One can train a dog to behave in a particular way.
As one can train a human to behave in a particular way.
Though it's behaviour will always be compared with human behaviour, by humans.
And a human's behavior will be compared with dog behavior, by dogs... and cats, and horses etc.. etc...
The dog will not make such comparisons.
He or she certainly will. If you whine like a dog, the dog will react as they would to another dog. If you slowly blink your eyes at a cat, the cat will react as if you are another cat.
All theory of other minds starts with oneself and it's no different for them. What's amazing is that the theory can evolve so we can understand those quite different from ourselves. They can't do that quite as well as us, but they can do it. Smiling in humans means happy, but to most predators baring teeth means aggression. Even our close cousins like chimps and gorillas don't take it well.
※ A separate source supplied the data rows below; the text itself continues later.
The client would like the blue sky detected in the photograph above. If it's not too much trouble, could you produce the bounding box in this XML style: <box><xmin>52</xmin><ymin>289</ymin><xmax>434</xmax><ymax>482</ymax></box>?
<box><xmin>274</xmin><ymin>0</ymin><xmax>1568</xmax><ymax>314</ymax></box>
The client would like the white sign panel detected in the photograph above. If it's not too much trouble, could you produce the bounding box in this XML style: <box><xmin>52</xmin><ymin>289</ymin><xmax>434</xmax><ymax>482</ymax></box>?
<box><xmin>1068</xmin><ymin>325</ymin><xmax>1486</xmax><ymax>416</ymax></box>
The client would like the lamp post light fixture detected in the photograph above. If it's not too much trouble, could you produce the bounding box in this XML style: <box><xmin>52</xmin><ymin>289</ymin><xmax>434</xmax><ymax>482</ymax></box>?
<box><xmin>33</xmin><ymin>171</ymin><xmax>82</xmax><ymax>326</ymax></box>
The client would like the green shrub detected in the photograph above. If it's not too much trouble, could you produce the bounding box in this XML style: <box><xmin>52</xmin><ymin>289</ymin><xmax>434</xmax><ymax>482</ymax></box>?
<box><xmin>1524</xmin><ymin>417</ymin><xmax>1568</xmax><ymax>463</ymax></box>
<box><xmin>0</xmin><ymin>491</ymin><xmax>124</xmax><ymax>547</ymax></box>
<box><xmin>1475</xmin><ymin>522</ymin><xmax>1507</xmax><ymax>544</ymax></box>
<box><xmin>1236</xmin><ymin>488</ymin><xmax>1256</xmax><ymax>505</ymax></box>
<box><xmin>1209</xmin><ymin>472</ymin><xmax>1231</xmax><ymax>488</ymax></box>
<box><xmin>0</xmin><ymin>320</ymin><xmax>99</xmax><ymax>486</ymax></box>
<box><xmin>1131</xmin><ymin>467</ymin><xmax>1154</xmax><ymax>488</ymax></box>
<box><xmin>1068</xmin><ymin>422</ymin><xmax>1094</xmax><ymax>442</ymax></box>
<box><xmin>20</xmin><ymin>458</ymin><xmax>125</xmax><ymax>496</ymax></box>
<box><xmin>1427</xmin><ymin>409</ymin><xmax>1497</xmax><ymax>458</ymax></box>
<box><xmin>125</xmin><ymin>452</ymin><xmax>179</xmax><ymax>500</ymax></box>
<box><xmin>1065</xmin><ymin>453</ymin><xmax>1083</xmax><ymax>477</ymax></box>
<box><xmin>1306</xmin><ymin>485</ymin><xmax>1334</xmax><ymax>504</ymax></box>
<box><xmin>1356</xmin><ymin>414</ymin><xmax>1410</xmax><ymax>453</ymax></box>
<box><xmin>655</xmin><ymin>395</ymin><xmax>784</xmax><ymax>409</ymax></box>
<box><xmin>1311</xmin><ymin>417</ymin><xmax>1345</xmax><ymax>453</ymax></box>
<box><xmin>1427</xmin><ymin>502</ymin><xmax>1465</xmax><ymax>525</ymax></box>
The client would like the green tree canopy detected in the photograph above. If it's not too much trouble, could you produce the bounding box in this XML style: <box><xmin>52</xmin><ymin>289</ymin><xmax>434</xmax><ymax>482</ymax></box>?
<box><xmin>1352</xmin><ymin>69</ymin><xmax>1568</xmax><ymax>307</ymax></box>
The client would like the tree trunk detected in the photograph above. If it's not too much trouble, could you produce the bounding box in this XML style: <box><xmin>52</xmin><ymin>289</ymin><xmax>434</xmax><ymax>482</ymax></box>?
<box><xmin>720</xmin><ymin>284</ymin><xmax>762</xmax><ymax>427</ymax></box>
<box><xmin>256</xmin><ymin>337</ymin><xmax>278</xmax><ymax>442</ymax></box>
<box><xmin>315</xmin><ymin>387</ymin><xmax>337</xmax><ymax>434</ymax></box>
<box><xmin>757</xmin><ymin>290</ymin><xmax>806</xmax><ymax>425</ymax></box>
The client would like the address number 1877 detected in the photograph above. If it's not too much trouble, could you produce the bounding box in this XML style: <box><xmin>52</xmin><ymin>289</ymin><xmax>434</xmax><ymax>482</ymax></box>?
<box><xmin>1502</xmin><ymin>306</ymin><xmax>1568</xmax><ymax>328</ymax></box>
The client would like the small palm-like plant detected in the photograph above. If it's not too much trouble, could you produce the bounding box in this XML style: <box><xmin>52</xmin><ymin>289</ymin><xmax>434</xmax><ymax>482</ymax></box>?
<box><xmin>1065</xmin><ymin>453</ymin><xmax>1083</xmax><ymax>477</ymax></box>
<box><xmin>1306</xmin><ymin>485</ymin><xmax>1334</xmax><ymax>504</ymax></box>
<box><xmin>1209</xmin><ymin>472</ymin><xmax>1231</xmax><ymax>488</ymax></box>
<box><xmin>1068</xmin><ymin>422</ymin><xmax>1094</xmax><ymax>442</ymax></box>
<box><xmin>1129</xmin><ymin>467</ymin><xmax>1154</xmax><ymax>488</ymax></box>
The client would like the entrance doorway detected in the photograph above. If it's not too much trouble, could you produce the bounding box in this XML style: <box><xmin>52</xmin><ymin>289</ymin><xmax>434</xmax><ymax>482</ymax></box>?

Dogs, cats, horses, and certainly the other great apes (with time) can learn what the expression really means.
It will simply respond appropriately, according to circumstance.
You're taking the immensely complex set of factors which produce behavior, you're smushing it into a black box, and then you're calling that "appropriate".
He will respond in accordance to his nature, nurture, and character. Which also perfectly describes how a human will respond.
His experiences tell him what to fear and love and what does or does not work. That combines with character traits like boldness, extroversion, neuroticism, etc... and this is all undergird by a foundation of instincts (many of them common to many species due to their ancient nature).
Some dogs are reliable brave and aggressive, and respond to threats with aggression almost always. Some are frozen in fear and indecision over something like walking over ice. They can overcome learned fears and acquire new ones. They can learn to tolerate things they once hated and learn to hate things they once loved.
So if a dog kills a person because of the circumstances in which it finds itself, then it has done nothing wrong.
I agree he may not realize he has done something wrong, but if there is any sense in these moral terms they have to mean something. A dog has values, and if he kills someone he considered part of his pack in a panic over a misconception then that is wrong by the standard of his values whether he realizes it or not. His emotions will follow his values and he will mourn, and if regret means emotional pain that changes behavior he may very well regret.
The onus of responsibility for the dogs actions will fall upon humans.
If a human child urinates on someone's lunch would the responsibility not fall on the parents?
There is a difference between "doing nothing wrong" and "not knowing you've done wrong".
Dogs, young children, and grown-ass-men (if they're indoctrinated) may honestly believe they've done nothing wrong. If you blame someone other than them, you're asserting a duty for someone to teach and regulate them.
I don't have to say anything about when teaching, regulating, and displaced responsibility are appropriate to tell you there is a difference between a stone falling on an innocent person and a dog killing an innocent person. A dog may be a thousand times less capable of perceiving a moral principle than a man but he has values. A stone has no values. You can't trust a stone, predicting interactions with a stone (or an ant or a tree) has nothing to do with a theory of another mind.
You can trust a dog, and it's not because a dog is three-laws safe. If a dog was a machine it wouldn't be trust.